I found a couple of his comments interesting and they made me think about some of the design decisions that lead to DoW III. At one point, the interviewer asks whose opinion matters more for what happens in the game. The response:
Unquestionably the fans, unquestionably. I always, always say that our players' values are our values. They have to be. I always have to project players' values onto my own, and when I'm designing a feature I have to try and say, "This is something they're going to appreciate or they're going to like," because if I don't, if I'm off this way, then the problem is, I'm going to have to readjust. It's not like the players are going to readjust what they like based on what I've said.
He then goes on to acknowledge criticism about X-COM 2's "timed missions", saying:
The problem is, some players didn't like that kind of pressure on them, and it's not for me to then defend my design decisions.** Another death trap for designers is to say, "Let me explain to you why I'm right and you're wrong."** Instead, the goal is to say, "Okay, if that's what my players' values are, I need to readjust." It's one of the hardest things, but I really have to force myself to say, "I need to find a way to make this work with my players' values, not my own particular opinion about what's the best design."

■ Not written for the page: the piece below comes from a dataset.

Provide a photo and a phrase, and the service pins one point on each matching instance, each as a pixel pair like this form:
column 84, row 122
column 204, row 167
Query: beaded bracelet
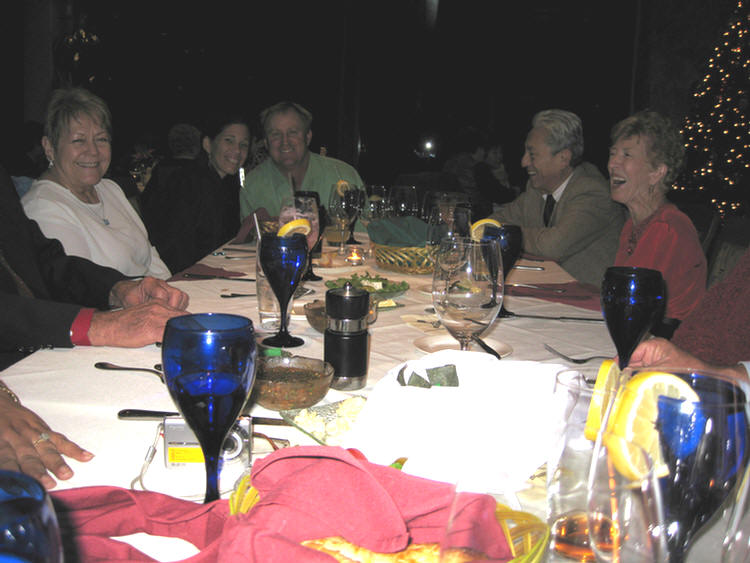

I think this is an important point to touch on, because we've seen a lot of disappointment/confusion/arguing about DoW III and how different it is from previous games (and how different DoW II was from DOW I). There's also a lot of white noise and contention around whether or not DoW III is a "good" or "bad" game (I'm certainly guilty of that), when I think Solomon has a better perspective on it than most:
When you make your first game, you feel like you have creative ownership over it. When you make games that have an audience already, then you shift the ownership over to your audience. And now you're in a position where you're sort of curating this game for your audience, and you can have this back and forth with them in terms of understanding what it is they want.
In this regard, I feel that Relic really slipped up. Thoughts?